What Makes A Manchester Office Cool?

Is it the brickwork, or the exposed services, or the beer on Fridays or the fantastic view from the windows?

Manchester's coolest offices get to be cool how?

A panel of the city's leading designers and amenity experts assembled by Bisnow at last week's Manchester Office Mania event came up with three golden rules. Here they are, and it turns out to be more about culture than about cycle racks.

Panelists and audience assembling for the Bisnow Manchester State of the Office Market event, 8 November

The hunt for the cool Manchester office has taken occupiers (and developers) to some peculiar places. The latest wild idea is for an Eastside shipping container park, which is obviously so cool it hurts.

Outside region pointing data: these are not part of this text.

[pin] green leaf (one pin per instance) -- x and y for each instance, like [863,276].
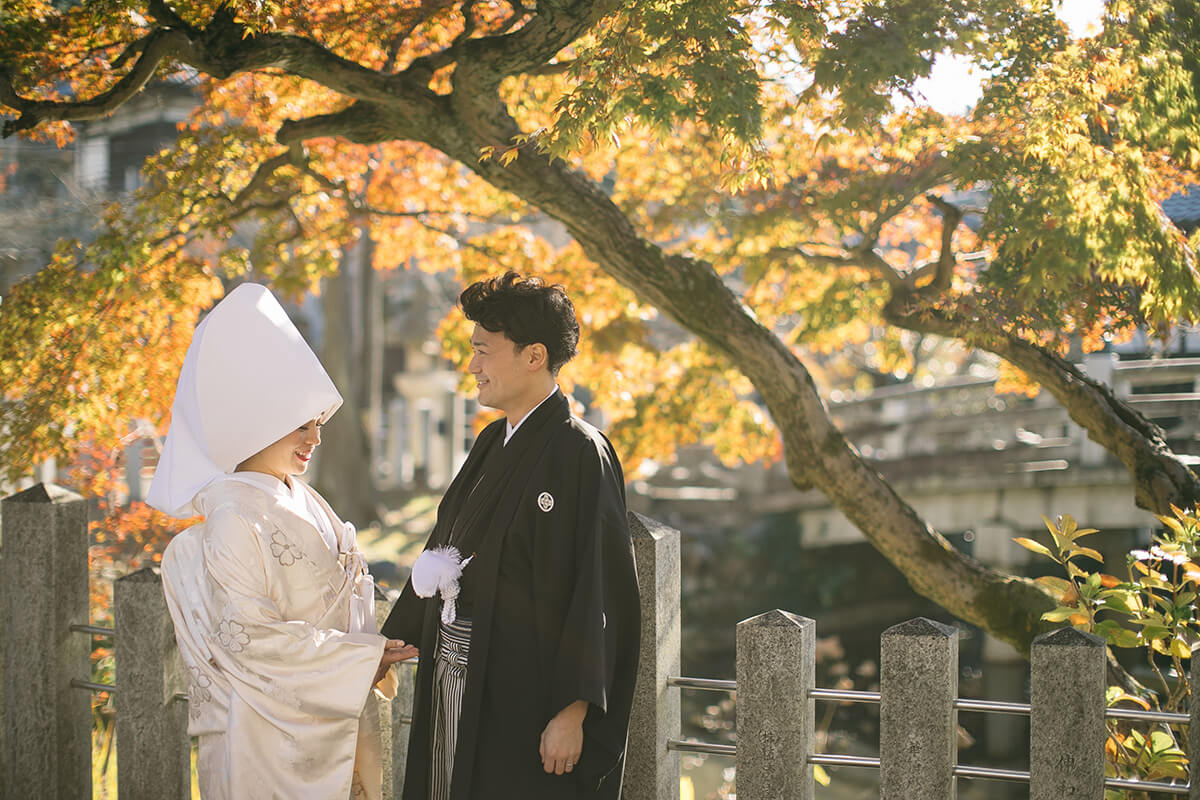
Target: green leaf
[1060,614]
[1089,552]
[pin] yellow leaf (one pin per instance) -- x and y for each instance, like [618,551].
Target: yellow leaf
[1089,552]
[1037,547]
[1180,648]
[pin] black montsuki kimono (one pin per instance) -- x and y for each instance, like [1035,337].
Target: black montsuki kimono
[552,596]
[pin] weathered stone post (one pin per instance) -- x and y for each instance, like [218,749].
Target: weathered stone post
[652,771]
[918,725]
[43,591]
[395,715]
[1194,729]
[151,725]
[777,672]
[1067,720]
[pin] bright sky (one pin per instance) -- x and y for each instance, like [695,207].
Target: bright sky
[953,86]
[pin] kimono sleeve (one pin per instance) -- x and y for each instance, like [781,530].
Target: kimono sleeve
[281,667]
[598,648]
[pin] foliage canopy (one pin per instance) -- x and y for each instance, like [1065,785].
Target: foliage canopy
[765,174]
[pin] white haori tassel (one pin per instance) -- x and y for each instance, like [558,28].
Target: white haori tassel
[438,571]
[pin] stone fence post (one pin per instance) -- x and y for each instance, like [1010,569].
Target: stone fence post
[775,675]
[43,591]
[154,750]
[1067,731]
[918,725]
[1194,729]
[652,771]
[395,715]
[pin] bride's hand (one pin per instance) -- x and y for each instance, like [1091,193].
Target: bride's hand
[394,651]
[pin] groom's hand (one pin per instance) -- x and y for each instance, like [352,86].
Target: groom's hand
[393,651]
[562,741]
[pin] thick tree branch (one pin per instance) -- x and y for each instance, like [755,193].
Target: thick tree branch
[1159,477]
[867,260]
[487,60]
[943,265]
[695,295]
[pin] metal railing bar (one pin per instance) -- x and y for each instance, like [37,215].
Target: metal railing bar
[682,746]
[1150,786]
[991,773]
[93,686]
[996,707]
[95,630]
[1147,716]
[711,684]
[964,704]
[837,759]
[846,696]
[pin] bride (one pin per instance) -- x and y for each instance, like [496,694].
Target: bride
[273,603]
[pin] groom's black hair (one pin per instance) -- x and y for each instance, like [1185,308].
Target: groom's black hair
[526,311]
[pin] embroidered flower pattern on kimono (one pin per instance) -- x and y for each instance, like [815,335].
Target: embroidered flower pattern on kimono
[281,693]
[285,551]
[233,636]
[197,691]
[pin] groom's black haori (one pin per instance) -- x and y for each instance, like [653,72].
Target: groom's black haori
[552,599]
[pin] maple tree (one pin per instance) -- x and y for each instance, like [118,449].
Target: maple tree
[742,169]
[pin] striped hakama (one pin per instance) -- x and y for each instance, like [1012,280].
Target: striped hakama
[449,684]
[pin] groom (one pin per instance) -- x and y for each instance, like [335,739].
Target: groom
[529,626]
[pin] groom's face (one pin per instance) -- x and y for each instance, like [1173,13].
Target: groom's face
[503,372]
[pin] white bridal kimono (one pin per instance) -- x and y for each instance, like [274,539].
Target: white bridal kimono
[277,633]
[274,618]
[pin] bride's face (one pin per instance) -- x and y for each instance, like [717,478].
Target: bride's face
[288,456]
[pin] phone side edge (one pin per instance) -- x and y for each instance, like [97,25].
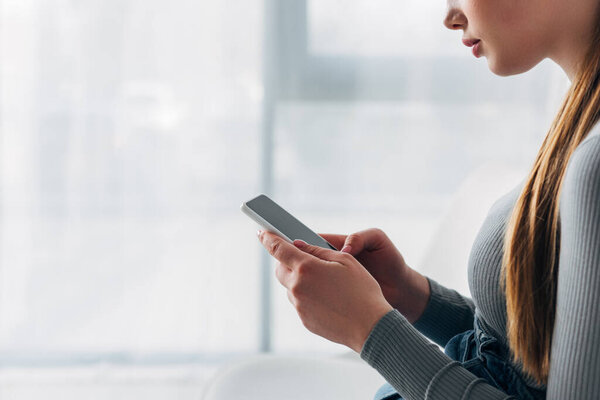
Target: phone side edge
[263,222]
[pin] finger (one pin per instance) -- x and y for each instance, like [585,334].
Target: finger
[336,240]
[284,252]
[319,252]
[291,298]
[283,275]
[369,239]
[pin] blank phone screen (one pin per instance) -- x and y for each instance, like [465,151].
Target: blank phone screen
[285,222]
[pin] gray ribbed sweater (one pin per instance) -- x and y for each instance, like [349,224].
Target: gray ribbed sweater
[418,369]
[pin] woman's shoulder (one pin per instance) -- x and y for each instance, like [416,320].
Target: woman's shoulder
[582,177]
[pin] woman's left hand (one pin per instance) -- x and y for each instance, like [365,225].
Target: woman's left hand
[334,295]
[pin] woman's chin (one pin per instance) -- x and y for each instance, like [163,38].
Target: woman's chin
[507,68]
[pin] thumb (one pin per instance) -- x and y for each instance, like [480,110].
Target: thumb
[354,244]
[319,252]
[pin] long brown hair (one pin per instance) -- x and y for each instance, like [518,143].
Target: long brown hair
[532,241]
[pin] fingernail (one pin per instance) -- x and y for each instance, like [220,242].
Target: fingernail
[300,243]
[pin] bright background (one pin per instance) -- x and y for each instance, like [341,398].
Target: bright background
[132,130]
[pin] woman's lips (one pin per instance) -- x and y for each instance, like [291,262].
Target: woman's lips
[474,43]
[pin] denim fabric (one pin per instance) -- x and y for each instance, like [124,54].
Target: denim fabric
[484,357]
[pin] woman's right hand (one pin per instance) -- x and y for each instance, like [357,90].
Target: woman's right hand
[404,288]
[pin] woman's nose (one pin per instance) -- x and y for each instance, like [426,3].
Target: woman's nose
[455,19]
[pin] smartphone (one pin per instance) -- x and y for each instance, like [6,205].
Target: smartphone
[273,218]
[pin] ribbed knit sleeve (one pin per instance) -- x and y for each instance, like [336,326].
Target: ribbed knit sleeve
[447,314]
[575,360]
[417,368]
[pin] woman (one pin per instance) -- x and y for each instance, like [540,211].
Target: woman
[532,330]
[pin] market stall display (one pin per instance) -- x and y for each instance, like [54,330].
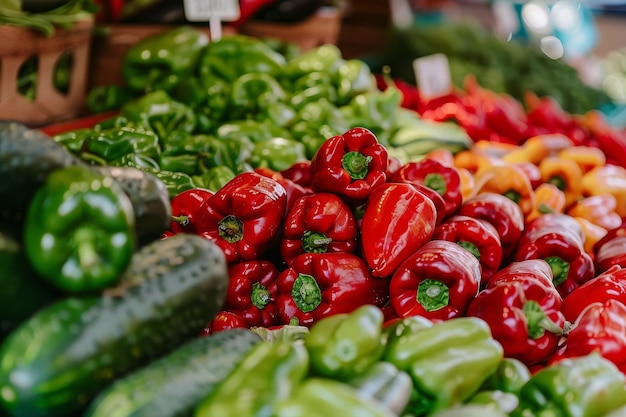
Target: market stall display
[292,234]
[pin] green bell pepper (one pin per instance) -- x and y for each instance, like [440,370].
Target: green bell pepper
[320,397]
[233,56]
[448,361]
[79,230]
[160,113]
[583,386]
[278,154]
[268,374]
[161,61]
[344,345]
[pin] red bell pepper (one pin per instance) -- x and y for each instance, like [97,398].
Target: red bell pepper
[397,221]
[437,176]
[522,308]
[318,223]
[601,328]
[610,284]
[350,165]
[318,285]
[244,217]
[477,236]
[437,282]
[252,292]
[559,240]
[185,205]
[502,213]
[223,320]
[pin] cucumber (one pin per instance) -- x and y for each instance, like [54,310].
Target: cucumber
[149,197]
[63,356]
[23,291]
[172,386]
[26,158]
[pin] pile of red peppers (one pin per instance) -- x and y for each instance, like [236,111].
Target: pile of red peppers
[536,249]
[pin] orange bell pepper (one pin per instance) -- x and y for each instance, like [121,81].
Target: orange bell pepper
[598,209]
[565,174]
[548,199]
[508,180]
[607,179]
[587,157]
[539,147]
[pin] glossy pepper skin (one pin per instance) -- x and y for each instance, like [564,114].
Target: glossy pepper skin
[318,223]
[161,61]
[435,175]
[522,308]
[601,328]
[358,332]
[438,281]
[558,239]
[270,372]
[447,361]
[185,207]
[79,230]
[611,284]
[350,165]
[317,285]
[502,213]
[252,292]
[244,216]
[479,237]
[585,386]
[397,220]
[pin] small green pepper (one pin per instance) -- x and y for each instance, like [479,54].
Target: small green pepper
[268,374]
[79,230]
[161,61]
[344,345]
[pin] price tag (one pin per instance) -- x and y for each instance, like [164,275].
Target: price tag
[432,74]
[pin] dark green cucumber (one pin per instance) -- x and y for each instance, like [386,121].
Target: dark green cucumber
[26,158]
[172,386]
[150,199]
[63,356]
[22,291]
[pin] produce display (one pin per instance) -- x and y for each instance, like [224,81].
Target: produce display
[292,235]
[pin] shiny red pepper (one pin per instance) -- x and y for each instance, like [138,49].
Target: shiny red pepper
[610,284]
[502,213]
[522,308]
[318,223]
[350,165]
[601,328]
[252,292]
[477,236]
[558,239]
[244,217]
[397,221]
[437,176]
[185,205]
[318,285]
[438,282]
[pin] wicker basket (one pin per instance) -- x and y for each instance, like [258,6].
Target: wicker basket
[17,45]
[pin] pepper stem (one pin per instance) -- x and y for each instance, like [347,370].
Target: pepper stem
[230,229]
[306,293]
[470,247]
[356,164]
[537,322]
[313,242]
[433,295]
[560,269]
[260,296]
[436,182]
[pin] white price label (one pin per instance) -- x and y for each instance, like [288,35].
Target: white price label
[206,10]
[432,74]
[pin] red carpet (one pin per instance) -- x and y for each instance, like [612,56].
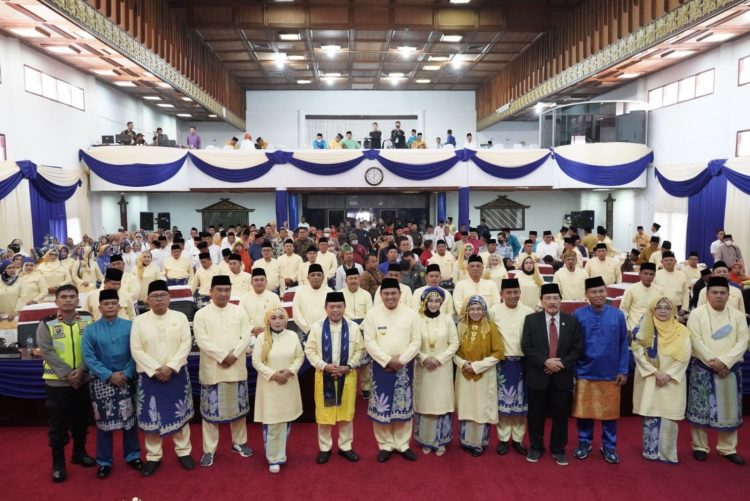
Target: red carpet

But for those not gifted with a natural sense of cool, or worse for those who fear they actually aren’t very cool at all, what should you look for in a Manchester office?

How can you be sure, when assessing a few thousand square feet of floorspace, that you can detect the essence of cool?

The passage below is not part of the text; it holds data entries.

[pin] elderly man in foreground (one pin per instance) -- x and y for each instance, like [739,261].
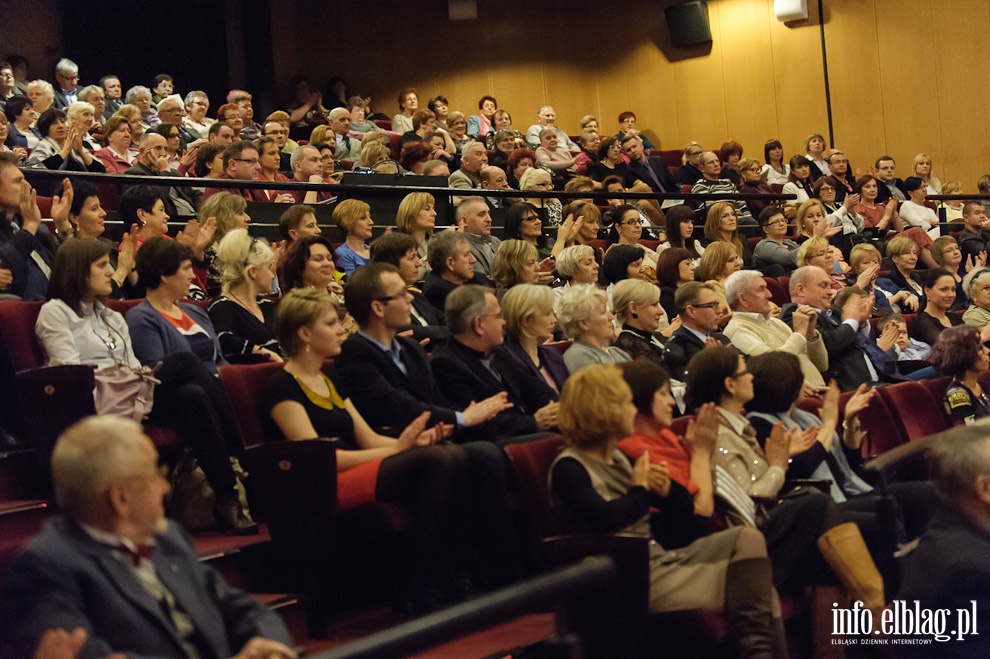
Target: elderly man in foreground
[114,567]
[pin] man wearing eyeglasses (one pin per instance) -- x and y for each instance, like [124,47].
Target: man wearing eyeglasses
[240,162]
[974,240]
[153,161]
[754,331]
[697,305]
[66,83]
[710,183]
[838,168]
[840,329]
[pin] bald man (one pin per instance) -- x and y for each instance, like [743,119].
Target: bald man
[114,566]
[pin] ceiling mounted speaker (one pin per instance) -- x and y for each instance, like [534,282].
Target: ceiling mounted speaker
[688,24]
[790,10]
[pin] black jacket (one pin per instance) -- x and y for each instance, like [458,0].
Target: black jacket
[681,347]
[383,394]
[462,378]
[846,359]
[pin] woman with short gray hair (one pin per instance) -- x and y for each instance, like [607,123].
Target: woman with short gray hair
[584,316]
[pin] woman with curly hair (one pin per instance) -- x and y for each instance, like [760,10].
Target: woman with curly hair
[961,353]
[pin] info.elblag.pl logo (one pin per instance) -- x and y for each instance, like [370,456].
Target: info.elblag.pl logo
[902,623]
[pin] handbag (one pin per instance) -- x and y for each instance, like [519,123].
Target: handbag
[125,390]
[190,499]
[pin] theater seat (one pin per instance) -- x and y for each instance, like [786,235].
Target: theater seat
[778,293]
[918,413]
[245,385]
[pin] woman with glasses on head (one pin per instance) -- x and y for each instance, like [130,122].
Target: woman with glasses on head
[540,180]
[923,170]
[243,318]
[645,325]
[961,353]
[752,183]
[948,255]
[529,324]
[815,148]
[718,262]
[721,225]
[977,285]
[629,230]
[610,161]
[775,171]
[523,222]
[800,530]
[585,317]
[904,287]
[775,255]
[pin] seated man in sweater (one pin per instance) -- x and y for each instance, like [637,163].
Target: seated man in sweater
[754,331]
[472,365]
[115,567]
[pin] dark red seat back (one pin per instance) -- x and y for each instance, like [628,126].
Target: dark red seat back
[532,462]
[17,320]
[245,385]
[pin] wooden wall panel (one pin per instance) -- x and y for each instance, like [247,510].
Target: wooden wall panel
[760,78]
[961,98]
[854,77]
[747,74]
[799,84]
[908,83]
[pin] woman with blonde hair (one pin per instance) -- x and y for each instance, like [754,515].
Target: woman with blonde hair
[536,178]
[721,225]
[417,216]
[585,317]
[636,306]
[529,323]
[374,153]
[922,168]
[728,571]
[517,262]
[354,218]
[718,262]
[415,470]
[245,321]
[230,212]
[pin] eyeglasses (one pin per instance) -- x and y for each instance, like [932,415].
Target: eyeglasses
[401,295]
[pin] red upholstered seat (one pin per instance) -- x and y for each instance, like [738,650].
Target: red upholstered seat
[778,293]
[916,411]
[245,385]
[532,462]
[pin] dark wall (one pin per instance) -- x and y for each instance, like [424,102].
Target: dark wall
[137,40]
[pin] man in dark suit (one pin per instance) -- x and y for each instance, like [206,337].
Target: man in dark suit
[848,361]
[975,238]
[426,321]
[472,365]
[153,161]
[949,568]
[390,383]
[114,566]
[66,85]
[451,265]
[27,247]
[388,377]
[697,305]
[651,170]
[889,185]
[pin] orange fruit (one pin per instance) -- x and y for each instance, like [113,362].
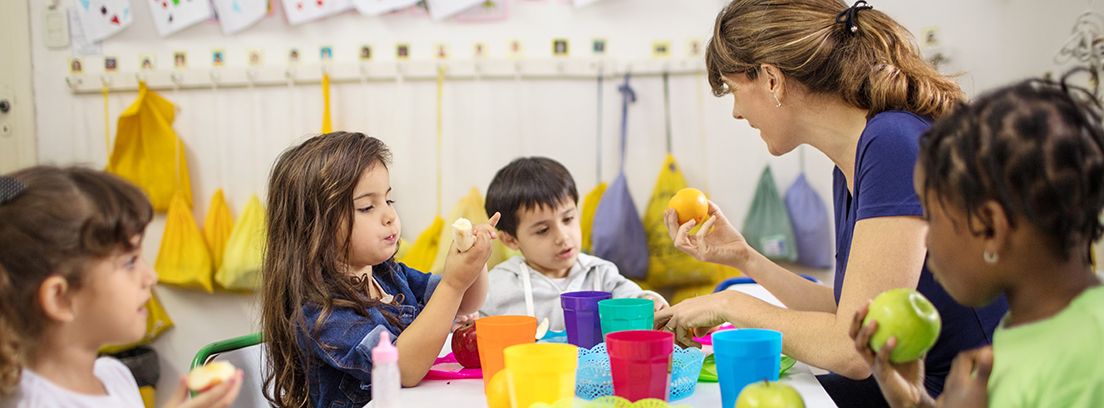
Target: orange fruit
[498,390]
[205,376]
[689,204]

Bruntwood retail and amenity director Toby Sproll, Sheila Bird co-founder Atul Bansal, Peak Office manager Sophie Chant, Workman partner Anthony Boothman and OBI workplace consultant Nicola Woods took park in a discussion moderated by author Mark Ovenden.

Moderator Mark Ovenden, Peak Office Manager Sophie Chant, OBI Work Place Consultancy's Nicola Woods and Workman partner Anthony Boothman

1.     1. Cool Is Not Just About Good Coffee And Cycle Racks

The unique selling proposition of so many cool Manchester offices seems to be that they offer amazing proximity to good coffee. But you cannot caffeinate the workplace and expect it to feel cool, warned Bruntwood’s Sproll.

“There’s this idea that being sorted for coffee is the answer, but it isn’t, there are so many other issues, above all how you can help people to feel comfortable. It’s also not about a few cycle racks, and maybe some showers, it's going further and saying OK, you’ve got your clothes wet cycling in, how do we get them dry so you can wear them cycling home? Getting that right is going to be about partnership with customers.”

Bansal said the same more thoughtful approach was needed to routine encounters in the workplace. “Lunch used to be a sacred moment, but we don’t really have that any more, which changes the way workplaces operate, and at the same time we’re putting in things like chill out spaces when maybe what people need is an opportunity for a closer physical moment with their colleagues, because one sizes does not fit all.”

Bansal said his team was working on one office fit-out which deliberately included a corridor slightly too narrow for two people to pass easily. “We’re calling it the love tunnel,” he said.

Hard to believe this will catch on in the era of #MeToo but there is no denying it is cool.

Workman partner Anthony Boothman, Sheila Bird co-founder Atul Bansal and Bruntwood Amenity Director Toby Sproll

2.    Cool Is Not Coworking

As your Bisnow reporter left the venue for the Manchester event, and wandered into St Peter’s Square, he was handed a flier. It asked: Do you want coworking space in city centre? If street drops are taking place, competition for tenants must be getting intense.

According to Bansal some of those coworking ventures are doomed.

“Not all will survive, nor deserve too,” he said. “I think we’re at a kind of Nokia phone moment, only it's in the office sector. By which I mean that 20 years ago we all thought Nokia’s were amazing and we used them to make telephone calls. That was then, but tomorrow will be very different. The offices of tomorrow will not be about the simple thing one single office does, but about the relationships between them. We’re going to see developers talking to one another, and workplaces become interconnected in the way our phones are today, and that will drive the next revolution in the way we work.”

Workman’s Boothman said that more mundane influences could also render today’s offices obsolete, or very different. Service charges were top of his list of potential game-changers.

   3. Cool Is Experience And Culture, Not Floorspace.

“Cool is just a word for experience,” Bansal said. “It’s really the wrong word for what we’re trying to find.”

“Cool is an individual thing," Peak Office's Chant said. "An office is cool if it embodies your values and culture, and that means some places look cool to me, and others don’t. So before you can talk about cool you need to talk about culture. In our office in the Neo building we’ve got 30 fixed desks, but improvised workspace for 70 people, which feels cool to us but it might not to anyone else.”

“Whatever cool is it has to be about culture. It has to make people feel part of the business,” Wood said.

“Cool is about authenticity,” said Bruntwood’s Sproll. “And that means authentic to that business, because it does something for them, it pays, and it has to, otherwise your office is just a factory and the office workers just battery hens.”